I was just last night saying to a friend that in the two-plus years DPaul and I have been in our place, we underwent a radical shift from eating out several times a week to maybe a couple times a month. Of course, I said this over dinner out at the end of a stretch of two weeks when I had already eaten out three times. Hyopcritical, me? Never.
In truth, we eat in most nights. And when we do go out, we have a bad tendency to fall into the habit of revisiting the same places. But lately I’ve made an effort to try to get out and sample new places, at least new to us.
I don’t post about every meal I eat out. It has nothing to do with any grand mission statement about visiting a restaurant so many times before commenting. I am not a reviewer per se. I merely remark on my own experiences, and sometimes I feel the need to revisit a restaurant before I can forge a coherent opinion. Other times I’m just too damned busy or lazy to write one up. In this case, I’m cramming two restaurants into one post in part because of time constraints and in part because, as they were just two days apart, I came away with an interesting sense of contrast on the two places.
I’ve been meaning to go to RNM for some time now. It’s not that it’s that hard to get to, nor that it’s such an unfamiliar spot. In fact, when I first moved to San Francisco, I lived two short blocks from that spot, though it was something else back then. (And I couldn’t possibly tell you what, but it was definitely several years pre-Pasta Pomodoro.)
I was immediately enamored with the space, all understated and modern without being fussy.
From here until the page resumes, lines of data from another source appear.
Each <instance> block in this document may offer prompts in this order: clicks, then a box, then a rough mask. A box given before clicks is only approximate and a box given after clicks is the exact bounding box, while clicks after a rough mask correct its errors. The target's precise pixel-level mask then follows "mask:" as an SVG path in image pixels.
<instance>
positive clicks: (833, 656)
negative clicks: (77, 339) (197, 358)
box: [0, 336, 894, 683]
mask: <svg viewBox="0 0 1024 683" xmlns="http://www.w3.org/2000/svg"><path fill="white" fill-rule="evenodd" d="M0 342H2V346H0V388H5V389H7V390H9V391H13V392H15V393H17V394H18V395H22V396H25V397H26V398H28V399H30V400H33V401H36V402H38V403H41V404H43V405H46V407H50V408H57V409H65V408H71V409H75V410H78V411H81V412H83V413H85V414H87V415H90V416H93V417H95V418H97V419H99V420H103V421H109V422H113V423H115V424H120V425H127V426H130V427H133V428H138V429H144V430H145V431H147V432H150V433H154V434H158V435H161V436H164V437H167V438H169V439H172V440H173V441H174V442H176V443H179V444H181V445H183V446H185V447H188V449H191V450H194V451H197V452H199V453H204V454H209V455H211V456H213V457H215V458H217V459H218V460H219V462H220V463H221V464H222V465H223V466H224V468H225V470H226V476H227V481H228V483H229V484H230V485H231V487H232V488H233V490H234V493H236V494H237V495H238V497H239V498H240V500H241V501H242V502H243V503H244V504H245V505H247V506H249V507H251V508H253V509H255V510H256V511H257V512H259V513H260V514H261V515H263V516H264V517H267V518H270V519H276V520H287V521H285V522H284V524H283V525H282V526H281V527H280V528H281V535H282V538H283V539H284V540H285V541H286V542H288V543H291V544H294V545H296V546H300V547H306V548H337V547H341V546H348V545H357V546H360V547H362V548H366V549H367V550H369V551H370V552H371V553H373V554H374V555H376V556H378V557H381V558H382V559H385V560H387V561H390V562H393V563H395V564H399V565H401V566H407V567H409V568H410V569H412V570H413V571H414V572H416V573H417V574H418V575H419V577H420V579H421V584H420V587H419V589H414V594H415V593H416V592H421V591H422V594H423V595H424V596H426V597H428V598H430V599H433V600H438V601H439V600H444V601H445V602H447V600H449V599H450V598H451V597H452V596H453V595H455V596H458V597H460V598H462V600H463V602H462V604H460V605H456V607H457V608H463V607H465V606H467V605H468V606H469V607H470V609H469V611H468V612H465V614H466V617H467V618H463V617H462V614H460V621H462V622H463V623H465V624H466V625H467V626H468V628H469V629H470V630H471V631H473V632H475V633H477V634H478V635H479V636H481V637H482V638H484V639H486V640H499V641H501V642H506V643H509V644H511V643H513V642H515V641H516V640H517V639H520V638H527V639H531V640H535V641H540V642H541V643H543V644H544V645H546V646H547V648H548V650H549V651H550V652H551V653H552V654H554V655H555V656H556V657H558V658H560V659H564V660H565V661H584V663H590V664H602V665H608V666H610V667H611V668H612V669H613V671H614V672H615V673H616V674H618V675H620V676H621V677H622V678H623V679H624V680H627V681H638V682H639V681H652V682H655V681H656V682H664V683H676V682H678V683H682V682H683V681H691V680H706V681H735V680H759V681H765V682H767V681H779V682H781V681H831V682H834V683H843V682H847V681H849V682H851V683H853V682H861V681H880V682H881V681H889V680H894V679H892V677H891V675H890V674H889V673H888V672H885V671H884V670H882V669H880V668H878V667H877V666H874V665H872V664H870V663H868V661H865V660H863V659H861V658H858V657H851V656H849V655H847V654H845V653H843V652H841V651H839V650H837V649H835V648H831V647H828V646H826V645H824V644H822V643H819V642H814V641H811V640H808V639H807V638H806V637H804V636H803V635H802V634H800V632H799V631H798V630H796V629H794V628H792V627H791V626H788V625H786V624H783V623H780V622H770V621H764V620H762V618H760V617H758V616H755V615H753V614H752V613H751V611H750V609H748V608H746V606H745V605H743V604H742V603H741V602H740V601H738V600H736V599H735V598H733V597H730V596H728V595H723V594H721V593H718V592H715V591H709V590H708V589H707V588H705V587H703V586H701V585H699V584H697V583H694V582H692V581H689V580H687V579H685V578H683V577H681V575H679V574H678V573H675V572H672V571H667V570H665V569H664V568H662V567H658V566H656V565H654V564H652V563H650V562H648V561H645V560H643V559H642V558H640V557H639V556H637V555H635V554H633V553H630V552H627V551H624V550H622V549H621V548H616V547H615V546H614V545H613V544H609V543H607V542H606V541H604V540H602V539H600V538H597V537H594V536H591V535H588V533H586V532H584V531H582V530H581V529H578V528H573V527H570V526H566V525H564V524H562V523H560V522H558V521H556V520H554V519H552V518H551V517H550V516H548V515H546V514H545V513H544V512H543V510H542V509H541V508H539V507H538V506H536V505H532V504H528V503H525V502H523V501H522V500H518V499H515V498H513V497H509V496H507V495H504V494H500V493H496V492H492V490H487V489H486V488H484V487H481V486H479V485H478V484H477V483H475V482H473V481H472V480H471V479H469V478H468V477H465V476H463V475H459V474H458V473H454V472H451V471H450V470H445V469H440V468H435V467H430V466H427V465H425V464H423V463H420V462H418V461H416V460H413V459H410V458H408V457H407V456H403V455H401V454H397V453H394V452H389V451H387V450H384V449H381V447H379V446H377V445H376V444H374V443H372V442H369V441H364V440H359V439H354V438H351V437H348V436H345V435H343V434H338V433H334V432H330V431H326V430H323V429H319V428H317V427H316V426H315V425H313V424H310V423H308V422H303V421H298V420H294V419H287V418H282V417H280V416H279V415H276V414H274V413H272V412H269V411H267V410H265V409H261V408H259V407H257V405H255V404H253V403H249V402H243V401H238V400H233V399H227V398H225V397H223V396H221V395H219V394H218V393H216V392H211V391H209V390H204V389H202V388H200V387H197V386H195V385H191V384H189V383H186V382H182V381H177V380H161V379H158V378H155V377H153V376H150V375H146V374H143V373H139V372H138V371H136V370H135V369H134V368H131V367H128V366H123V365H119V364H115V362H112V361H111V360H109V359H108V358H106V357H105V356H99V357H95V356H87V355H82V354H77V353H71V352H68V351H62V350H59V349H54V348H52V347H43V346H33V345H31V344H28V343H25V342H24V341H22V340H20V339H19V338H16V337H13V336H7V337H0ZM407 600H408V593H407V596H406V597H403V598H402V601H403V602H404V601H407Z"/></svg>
That we had just come from a friend’s house where she was plying us with cans of Sofia I am sure had no influence on our impression of the place. We kicked things off with some kir royales made with Chambord in lieu of cassis, lending a nose-tickling sweet-tart note.
Though the restaurant bills itself as serving small plates with a French and Italian influence, the menu has starters and entrées just like any other. I had a beet and goat cheese salad that was perfectly fine, if less than innovative, but I like me the beets. Our friend Hugh, however, had a chestnut-mushroom soup that was to make you weep. For the entrée, I had a seared black cod on a bed of lentils (you know how I like the lentils); it was quite possibly the best fish I have ever had. Crispy sear on the outside, creamy flesh within. I couldn’t have been happier.
The desserts were unmemorable, but we enjoyed them nonetheless. In all, for a hit-and-run meal, I found it pleasant and reasonably affordable. Add RNM to the list of return-worthy spots.
Monday’s meal was to celebrate Hugh’s birthday, making two consecutive meals with him in scarcely as many days. The initial plan was to go to Acquerello, but they were not open on Monday, so the game of OpenTable schedule-jockeying for a group of six began. Ultimately, Hugh chose Les Amis from the list of viable options.
I’ve long been curious about the building that houses the restaurant. For years it was Zaré, which lived out its entire life without me ever gracing its halls. A member of a group of restaurants including Cafe Bastille and B44, Les Amis had promise, style and a conspicuous lack of prices on the online menu.
The interior is far more intimate and less cavernous than the monolithic façade would have you expect. From the moment we stepped in to the hushed room, we announced, "we’re going to be the loud party tonight." They were fine with that.
I opted to start with the parsley soup with escargots on recommendation from our server. The soup was stunningly green, dotted with several large, plump snails that were succulent and not at all rubbery. However, the whole creation was undersalted and bland. My duck with braised endive was tasty enough, if slightly more done than I would have cared for.
I will admit that DPaul’s dish of rabbit three ways was pretty grand, most especially for the tiny rack of rabbit, its minute, Frenched ribs jutting out like eyelashes. And that it was served with the liver — and that I liked it — was quite remarkable.
Of course, as is typical with a table of six discrete diners, selecting wine was a challenge. I wanted a nice light Burgundy, which our server agreed with. However, she steered me to a $125 initially. I went for it, figuring the first bottle would be the memorable one, but how many of those could we go through? At about $20 a glass, things were gonna rack up fast. The second bottle was merely $75, coasting on the bottom range of prices, and it was decidedly inferior.
So $30 entrées and a wine list that medians out around $125 a bottle. It’s clear that Les Amis subsists on a steady diet of business lunches and client entertainment dinners hosted by people with bottomless expense accounts. The service, food and atmosphere were all perfectly fine, but for the prices, I wanted more than fine. I would be hard pressed to return.